And so it all turns into a fairly predictable but highly engaging ‘where’s your stash of drugs?’ action thriller as one set of characters and events pit against another. But it’s done with a high degree of style with arresting visuals depicting the mind-bending effects of the drug, particularly the unpleasant comedowns with time distortions and multiple personalities wandering about.

It also has a great soundscape and a thumping good soundtrack. And there's a couple of impressive set pieces, one in particular that shows him experiencing a day long memory blackout using an innovative visual gimmick, a kind of fractal telephoto zoom technique that transports the audience through the cityscape in seconds.

There’s even a good turn by Robert De Niro. Playing the no nonsense, intimidating head of a corporate financial giant, he gives us a heartening glimpse of the really great actor he once was before years of dubious comedies and run-of- the-mill thrillers consumed him.
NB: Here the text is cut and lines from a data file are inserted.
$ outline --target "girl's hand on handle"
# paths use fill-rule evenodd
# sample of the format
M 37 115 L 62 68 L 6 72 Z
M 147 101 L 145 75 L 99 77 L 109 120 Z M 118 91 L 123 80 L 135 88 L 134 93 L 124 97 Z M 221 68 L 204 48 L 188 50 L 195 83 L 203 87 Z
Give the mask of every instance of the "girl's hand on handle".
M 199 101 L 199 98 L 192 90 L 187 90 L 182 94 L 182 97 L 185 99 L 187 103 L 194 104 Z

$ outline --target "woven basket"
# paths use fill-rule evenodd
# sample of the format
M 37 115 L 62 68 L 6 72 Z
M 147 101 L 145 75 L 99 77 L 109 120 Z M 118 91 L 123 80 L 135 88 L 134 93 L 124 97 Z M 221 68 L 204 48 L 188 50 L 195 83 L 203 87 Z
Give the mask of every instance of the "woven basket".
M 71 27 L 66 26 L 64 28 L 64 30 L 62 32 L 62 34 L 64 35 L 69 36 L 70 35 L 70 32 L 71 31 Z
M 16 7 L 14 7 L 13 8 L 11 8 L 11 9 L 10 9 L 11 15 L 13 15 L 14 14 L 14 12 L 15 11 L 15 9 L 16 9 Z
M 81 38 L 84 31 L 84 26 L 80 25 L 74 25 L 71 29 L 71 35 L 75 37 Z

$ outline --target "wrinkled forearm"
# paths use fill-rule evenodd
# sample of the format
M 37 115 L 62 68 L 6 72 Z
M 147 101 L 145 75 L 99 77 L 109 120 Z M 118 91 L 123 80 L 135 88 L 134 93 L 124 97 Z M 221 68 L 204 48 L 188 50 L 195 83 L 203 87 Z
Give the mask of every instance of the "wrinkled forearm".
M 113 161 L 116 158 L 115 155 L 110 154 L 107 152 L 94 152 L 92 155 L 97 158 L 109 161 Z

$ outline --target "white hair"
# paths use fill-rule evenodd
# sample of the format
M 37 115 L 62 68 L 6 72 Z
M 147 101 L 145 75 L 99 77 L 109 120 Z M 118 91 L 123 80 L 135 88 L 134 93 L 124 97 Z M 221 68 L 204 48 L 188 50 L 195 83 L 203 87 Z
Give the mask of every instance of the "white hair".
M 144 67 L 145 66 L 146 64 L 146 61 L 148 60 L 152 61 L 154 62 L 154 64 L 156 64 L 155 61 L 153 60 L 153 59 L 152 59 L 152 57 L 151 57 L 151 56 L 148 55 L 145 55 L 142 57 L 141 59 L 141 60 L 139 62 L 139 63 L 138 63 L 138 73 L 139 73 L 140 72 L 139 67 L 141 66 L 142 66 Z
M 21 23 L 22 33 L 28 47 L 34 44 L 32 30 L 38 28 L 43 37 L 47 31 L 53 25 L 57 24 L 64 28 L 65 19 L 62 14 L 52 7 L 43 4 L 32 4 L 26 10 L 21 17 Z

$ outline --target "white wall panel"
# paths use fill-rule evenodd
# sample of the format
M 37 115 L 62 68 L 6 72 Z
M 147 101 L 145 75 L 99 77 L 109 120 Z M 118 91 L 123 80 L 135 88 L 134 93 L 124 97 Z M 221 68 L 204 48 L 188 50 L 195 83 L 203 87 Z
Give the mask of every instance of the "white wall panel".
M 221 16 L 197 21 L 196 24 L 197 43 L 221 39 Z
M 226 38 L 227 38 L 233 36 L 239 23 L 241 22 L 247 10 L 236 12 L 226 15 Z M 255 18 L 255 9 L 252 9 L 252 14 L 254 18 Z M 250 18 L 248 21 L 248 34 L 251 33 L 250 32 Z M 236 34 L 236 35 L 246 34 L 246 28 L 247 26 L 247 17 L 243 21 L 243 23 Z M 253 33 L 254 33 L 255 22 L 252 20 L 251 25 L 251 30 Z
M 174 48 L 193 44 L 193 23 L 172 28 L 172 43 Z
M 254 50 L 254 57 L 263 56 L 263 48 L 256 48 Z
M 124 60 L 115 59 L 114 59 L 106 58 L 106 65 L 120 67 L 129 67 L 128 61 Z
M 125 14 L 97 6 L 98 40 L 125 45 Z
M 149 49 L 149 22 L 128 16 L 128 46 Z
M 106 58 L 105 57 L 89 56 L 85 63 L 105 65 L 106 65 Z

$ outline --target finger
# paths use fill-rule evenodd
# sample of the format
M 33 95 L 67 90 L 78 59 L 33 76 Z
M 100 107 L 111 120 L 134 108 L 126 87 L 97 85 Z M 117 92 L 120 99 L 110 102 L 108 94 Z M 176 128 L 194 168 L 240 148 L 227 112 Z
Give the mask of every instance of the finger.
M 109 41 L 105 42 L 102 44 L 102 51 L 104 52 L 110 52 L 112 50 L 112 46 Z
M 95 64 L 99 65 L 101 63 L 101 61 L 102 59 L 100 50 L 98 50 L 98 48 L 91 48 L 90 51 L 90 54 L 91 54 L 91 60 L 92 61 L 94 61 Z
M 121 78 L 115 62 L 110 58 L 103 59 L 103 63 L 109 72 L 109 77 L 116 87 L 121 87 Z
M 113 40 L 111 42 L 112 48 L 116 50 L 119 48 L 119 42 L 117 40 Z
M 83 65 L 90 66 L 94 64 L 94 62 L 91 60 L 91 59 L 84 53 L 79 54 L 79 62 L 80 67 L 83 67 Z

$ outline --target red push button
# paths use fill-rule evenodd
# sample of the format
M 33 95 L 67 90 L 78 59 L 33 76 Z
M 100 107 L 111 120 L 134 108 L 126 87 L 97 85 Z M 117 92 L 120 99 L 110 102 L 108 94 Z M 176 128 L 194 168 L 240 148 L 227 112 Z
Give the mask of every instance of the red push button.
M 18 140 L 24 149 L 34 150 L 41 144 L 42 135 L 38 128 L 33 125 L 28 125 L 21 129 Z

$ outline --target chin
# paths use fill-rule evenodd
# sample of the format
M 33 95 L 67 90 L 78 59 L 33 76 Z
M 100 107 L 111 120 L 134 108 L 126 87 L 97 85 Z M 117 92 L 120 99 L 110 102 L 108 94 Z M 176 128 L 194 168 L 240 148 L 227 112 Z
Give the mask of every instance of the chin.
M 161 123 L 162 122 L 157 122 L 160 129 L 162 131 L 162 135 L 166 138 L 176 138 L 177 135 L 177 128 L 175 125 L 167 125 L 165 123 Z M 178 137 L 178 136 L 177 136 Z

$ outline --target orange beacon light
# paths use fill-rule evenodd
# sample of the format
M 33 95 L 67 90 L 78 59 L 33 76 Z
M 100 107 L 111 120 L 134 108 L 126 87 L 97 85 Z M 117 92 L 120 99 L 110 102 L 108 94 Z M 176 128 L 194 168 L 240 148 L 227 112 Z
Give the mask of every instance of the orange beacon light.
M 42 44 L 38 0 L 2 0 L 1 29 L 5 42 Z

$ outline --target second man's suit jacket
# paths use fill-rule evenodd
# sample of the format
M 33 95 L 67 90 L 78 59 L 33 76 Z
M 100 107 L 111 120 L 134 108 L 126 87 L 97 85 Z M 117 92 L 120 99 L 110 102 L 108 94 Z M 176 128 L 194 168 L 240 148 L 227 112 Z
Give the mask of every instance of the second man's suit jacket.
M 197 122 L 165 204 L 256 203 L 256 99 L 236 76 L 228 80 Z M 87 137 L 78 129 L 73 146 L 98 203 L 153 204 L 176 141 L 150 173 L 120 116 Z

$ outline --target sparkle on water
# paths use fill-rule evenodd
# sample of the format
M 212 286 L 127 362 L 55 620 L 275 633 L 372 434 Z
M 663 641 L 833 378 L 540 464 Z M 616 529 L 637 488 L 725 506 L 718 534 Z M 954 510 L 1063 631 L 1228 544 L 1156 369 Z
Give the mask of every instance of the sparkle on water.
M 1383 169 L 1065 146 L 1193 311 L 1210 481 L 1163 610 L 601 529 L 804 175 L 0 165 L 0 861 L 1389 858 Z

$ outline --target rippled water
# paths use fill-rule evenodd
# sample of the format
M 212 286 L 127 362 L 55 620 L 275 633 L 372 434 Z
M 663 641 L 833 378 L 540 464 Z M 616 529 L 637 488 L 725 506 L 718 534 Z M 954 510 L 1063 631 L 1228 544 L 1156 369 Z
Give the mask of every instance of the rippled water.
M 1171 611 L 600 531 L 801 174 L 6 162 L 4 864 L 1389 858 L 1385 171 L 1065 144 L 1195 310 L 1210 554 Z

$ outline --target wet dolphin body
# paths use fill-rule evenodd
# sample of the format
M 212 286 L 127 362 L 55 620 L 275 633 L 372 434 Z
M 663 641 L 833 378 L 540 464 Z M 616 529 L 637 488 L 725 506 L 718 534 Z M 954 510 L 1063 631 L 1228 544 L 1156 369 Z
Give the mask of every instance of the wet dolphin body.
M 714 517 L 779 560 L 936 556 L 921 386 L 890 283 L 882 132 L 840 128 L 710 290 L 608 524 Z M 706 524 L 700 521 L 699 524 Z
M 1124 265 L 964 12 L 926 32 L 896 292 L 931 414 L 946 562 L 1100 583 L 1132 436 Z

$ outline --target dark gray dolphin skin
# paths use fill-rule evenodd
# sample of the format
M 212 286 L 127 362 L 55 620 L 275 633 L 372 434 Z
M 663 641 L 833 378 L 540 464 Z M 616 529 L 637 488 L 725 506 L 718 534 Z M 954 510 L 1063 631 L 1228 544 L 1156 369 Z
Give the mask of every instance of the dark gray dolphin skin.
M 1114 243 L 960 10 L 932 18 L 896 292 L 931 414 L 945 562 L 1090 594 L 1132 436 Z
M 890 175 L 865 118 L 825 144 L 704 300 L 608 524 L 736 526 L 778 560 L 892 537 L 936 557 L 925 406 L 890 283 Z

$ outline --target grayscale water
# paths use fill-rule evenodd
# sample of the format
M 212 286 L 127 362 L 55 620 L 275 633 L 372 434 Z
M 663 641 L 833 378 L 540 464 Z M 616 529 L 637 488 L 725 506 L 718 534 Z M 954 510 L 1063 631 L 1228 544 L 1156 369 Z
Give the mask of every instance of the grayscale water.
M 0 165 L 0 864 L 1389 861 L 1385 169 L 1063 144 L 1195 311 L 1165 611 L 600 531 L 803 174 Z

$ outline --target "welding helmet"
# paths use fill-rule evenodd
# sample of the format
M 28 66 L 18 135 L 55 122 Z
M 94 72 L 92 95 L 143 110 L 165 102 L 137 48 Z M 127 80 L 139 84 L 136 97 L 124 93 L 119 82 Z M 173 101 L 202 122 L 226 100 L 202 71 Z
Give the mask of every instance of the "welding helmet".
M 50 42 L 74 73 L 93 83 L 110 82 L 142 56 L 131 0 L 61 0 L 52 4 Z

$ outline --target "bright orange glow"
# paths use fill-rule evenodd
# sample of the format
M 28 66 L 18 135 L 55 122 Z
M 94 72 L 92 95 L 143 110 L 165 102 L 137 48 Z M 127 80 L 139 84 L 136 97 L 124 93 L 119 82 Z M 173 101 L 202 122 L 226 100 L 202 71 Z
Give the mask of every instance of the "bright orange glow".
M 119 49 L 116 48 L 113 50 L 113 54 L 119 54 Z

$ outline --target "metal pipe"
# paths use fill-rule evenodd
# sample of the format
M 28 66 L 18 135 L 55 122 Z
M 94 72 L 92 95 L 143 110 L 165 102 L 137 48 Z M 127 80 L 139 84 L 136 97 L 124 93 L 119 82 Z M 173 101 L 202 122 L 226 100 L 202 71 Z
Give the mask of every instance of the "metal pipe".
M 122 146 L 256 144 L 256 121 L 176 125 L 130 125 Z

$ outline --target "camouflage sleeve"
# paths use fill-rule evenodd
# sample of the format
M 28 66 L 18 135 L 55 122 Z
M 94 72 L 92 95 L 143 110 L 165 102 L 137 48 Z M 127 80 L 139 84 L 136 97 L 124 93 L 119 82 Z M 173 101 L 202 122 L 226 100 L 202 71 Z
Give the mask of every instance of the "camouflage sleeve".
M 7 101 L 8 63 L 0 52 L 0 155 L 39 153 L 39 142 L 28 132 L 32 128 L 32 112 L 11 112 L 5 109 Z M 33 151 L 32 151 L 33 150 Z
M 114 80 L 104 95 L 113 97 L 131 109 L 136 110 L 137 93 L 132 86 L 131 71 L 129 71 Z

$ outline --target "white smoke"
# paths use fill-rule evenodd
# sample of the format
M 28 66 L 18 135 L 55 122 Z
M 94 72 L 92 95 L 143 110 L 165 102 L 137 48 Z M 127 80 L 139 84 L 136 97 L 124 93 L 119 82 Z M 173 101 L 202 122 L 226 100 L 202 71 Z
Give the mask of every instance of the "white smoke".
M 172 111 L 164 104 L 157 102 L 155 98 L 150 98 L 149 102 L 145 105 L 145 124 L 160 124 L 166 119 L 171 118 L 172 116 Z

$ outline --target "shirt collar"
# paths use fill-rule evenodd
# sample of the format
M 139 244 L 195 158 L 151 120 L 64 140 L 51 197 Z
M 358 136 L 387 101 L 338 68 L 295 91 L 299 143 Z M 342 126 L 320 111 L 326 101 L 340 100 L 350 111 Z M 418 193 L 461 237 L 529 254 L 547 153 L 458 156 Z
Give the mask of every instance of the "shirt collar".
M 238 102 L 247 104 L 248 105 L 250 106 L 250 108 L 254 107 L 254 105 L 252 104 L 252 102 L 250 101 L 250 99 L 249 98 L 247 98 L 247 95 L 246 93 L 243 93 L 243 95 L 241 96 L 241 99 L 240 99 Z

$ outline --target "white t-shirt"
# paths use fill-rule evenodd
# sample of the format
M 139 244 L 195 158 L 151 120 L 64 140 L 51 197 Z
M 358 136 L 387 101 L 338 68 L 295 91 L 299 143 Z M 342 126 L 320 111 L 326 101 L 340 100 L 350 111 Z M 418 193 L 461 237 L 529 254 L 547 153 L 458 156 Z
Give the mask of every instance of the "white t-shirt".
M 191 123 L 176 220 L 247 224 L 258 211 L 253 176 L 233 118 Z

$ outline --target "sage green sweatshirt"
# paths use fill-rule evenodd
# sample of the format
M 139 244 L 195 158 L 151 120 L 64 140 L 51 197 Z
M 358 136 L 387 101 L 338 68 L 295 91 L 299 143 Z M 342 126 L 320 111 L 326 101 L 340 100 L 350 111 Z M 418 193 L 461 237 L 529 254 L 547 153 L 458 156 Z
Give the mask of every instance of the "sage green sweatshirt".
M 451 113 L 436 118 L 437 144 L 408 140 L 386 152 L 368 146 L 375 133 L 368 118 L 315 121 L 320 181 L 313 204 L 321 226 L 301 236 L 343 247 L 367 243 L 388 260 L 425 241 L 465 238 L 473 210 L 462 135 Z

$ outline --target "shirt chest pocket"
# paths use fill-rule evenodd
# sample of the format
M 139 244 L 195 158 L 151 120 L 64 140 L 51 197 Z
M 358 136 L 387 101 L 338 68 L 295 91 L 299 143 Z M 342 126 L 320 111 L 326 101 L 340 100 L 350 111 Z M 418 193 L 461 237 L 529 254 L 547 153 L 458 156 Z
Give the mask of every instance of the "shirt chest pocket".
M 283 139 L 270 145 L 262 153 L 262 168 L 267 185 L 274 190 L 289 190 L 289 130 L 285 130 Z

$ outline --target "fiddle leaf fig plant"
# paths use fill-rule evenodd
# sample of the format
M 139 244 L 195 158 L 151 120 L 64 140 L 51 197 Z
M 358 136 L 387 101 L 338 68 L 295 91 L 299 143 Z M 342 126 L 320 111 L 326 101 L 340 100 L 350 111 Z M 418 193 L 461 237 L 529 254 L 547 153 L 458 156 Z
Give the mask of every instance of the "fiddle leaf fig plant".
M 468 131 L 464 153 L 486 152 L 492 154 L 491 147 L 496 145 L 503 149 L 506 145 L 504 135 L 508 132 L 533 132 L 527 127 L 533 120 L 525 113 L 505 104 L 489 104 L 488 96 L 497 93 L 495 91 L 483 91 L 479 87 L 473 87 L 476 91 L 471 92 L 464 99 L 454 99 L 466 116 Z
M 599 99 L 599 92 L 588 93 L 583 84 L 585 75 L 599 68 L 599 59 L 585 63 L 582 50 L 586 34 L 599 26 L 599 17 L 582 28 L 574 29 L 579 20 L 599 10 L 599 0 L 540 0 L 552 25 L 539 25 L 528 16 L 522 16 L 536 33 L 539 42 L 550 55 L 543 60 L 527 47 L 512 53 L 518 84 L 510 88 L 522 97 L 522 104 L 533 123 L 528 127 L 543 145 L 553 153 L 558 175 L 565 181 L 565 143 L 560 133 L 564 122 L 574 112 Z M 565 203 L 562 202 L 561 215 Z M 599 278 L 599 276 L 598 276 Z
Here he steals all of his scenes and gets to deliver a great monologue in which he berates Morra for inheriting his genius rather than earning it.

Limitless limits itself with an intrusive and unnecessary voiceover and the plot becomes convoluted occasionally but in general there’s plenty to enjoy along the way. It's a fun rollercoaster with memorable highs and lows, looping the loop camerawork and exciting twists and turns but its euphoric rushes are, like all fairground rides, insubstantial but enjoyable entertainment.